Chip cards may not fulfill their promise

While EMV card adoption may reduce card-present counterfeiting, it will have little impact on reducing online fraud. This is because the added benefit of one-time authentication codes of chip cards only apply to in-person, card-present transactions. Online transactions provide essentially the same levels of protection for both magnetic strip and EMV cards. This makes strong network security measures just as imperative for EMV cards as for magnetic strip cards in order to prevent online card transaction information from being breached while in process or in the government agency’s system.

One way EMV cards could reduce both in-person and online fraud is to require a cardholder to enter a PIN verification with each transaction. However, the U.S. EMV specification only requires a signature as the primary form of card authentication, so the promise of chip cards to reduce fraud may not be fully realized in this country.

Even without accepting chip cards, city and county government agencies’ incidence of counterfeit transactions tends to be relatively low. This makes sense. Consider: Would a fraudster be more likely to use a counterfeit card to renew a driver’s license or to purchase a large-screen TV?

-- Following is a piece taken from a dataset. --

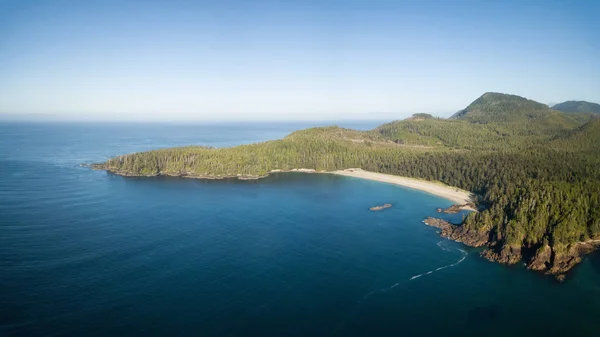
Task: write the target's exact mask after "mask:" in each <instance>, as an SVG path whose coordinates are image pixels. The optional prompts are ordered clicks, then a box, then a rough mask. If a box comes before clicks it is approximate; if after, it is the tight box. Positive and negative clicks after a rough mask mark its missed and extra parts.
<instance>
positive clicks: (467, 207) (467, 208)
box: [437, 202, 477, 214]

Taking all of these factors into consideration, cities and counties have time to develop a well-thought-out plan and budget before migrating to EMV card readers. They may wish to spread out upgrade costs by keeping their existing equipment in place for now, accepting liability for the few fraudulent transactions they experience, beginning the process of developing new code and installing the new chip card infrastructure over time

As President of NIC Services, LLC, a wholly-owned subsidiary of NIC Inc., Mukesh Patel is responsible for NIC’s payment processing and financial management platforms. He speaks on payment processing best practices and trends in eGovernment services.